Viendo esto, quedó claro.
Un atisbo de alegría emergió de las cejas de Zhuang Ruman.
Zhuang Yuanren, que se sintió obligado a disculparse en la puerta de Zhuang Qingning, reveló que Zhuang Qingning estaba equivocada sin importar cómo se discutiera el asunto.
—¿Acaso no diste un rodeo para visitar a tu tío, el jefe de la aldea, para hablar con él?
—preguntó Zhuang Ruman de nuevo, pero la respuesta que recibió fue aún el silencio.
Ahora, era el turno de Zhuang Ruman de guardar silencio.
Observando el comportamiento de Zhuang Yuanren, parecía que cuando fue a la casa de Zhuang Jingye a discutir el asunto, Zhuang Jingye no lo tomó en serio y no lo trató bien, por lo que Zhuang Yuanren parecía infeliz.

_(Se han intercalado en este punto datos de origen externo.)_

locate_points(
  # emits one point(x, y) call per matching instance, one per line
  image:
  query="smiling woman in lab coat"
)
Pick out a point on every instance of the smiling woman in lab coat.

Parecía que Zhuang Jingye verdaderamente tenía la intención de no darle una oportunidad a su familia y no valoraba a Zhuang Yuanren, quien se esperaba que fuera el erudito del futuro.
Si ese fuera el caso, no habría nada en toda la aldea en lo que pudieran confiar…
—Padre —dijo Zhuang Yuanren después de un largo silencio—.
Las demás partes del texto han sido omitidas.